Stephen Douglas and the Kansas-Nebraska Act

Stephen Douglas, senator from Illinois, wanted the western railroad to go from the North (specifically, from his state's big city, Chicago). To do this, the United States would have to organize the Nebraska Territory such that a railroad could be run across it. The South wasn't going to settle for any more free states, but the Missouri Compromise of 1820 had said that slavery was banned from Nebraska.

Douglas, a Northerner from Abe Lincoln's home state, proposed that the compromise be disregarded and the Nebraska territory opened to popular sovereignty. That could mean that Kansas, due west of slaveholding Missouri, could become a new slave state. Over angry opposition from the North, Douglas rammed the Kansas-Nebraska Act (1854) through Congress, doing away with the Missouri Compromise.

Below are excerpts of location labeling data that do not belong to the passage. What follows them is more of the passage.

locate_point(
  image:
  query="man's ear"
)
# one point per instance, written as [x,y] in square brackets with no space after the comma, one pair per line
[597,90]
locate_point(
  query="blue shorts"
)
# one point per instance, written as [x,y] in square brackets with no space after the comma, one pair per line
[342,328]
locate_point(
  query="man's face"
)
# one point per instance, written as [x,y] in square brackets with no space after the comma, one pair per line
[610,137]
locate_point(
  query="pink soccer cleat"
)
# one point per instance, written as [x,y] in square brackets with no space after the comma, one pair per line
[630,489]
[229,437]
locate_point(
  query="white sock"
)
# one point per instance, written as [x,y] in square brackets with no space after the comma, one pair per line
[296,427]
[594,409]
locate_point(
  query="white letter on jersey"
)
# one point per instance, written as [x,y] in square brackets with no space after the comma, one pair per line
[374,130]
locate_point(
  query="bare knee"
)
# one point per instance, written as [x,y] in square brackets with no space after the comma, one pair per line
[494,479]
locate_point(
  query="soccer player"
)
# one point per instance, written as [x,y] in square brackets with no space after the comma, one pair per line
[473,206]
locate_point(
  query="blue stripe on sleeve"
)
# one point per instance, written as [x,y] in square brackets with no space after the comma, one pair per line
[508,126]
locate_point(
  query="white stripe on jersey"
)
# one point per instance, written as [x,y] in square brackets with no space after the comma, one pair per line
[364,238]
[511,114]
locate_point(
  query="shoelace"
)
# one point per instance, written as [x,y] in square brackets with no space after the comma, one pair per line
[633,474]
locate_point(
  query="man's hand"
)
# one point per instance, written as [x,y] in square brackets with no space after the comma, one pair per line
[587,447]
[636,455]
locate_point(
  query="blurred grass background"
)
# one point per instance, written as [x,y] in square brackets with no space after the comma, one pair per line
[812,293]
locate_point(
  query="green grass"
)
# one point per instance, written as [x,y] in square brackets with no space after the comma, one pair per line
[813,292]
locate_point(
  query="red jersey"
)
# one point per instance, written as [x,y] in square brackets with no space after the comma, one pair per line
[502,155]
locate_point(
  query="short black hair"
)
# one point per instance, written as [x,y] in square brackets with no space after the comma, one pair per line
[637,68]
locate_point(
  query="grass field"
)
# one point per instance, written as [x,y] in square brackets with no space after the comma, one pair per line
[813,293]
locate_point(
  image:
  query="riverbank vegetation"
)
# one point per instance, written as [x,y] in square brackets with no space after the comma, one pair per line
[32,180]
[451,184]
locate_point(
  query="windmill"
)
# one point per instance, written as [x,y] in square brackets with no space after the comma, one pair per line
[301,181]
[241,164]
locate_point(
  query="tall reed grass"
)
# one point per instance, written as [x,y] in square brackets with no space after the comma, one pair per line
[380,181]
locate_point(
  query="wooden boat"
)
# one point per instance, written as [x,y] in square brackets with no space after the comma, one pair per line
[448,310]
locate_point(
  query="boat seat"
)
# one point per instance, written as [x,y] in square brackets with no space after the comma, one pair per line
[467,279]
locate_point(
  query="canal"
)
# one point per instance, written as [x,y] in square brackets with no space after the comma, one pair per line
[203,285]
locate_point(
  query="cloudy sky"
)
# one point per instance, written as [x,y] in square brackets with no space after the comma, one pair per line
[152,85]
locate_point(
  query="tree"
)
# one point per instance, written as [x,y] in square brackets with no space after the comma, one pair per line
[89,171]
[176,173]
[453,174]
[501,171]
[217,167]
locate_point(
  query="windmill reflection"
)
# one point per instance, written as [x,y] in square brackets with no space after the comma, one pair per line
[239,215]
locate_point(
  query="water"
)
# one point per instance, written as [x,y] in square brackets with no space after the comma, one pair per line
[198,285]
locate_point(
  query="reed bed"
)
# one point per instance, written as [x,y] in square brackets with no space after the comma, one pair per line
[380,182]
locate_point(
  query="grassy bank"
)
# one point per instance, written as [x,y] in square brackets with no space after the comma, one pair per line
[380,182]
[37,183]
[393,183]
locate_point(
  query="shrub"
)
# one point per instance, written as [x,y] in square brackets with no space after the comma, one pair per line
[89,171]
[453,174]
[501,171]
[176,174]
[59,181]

The Kansas-Nebraska Act was a self-defeating victory for the South. The North felt betrayed: The Missouri Compromise clearly said that there would be no slavery in the Nebraska territory, but now Southerners were flooding into Kansas to claim it for the South. The North hadn't liked the Compromise of 1850 in the first place; from now on, they would openly ignore it.

A new political party sprang up spontaneously in 1854 in the Midwest to fight against slavery. Within two years, the Republican Party would have enough strength to elect the speaker of the House of Representatives. The compromises were over.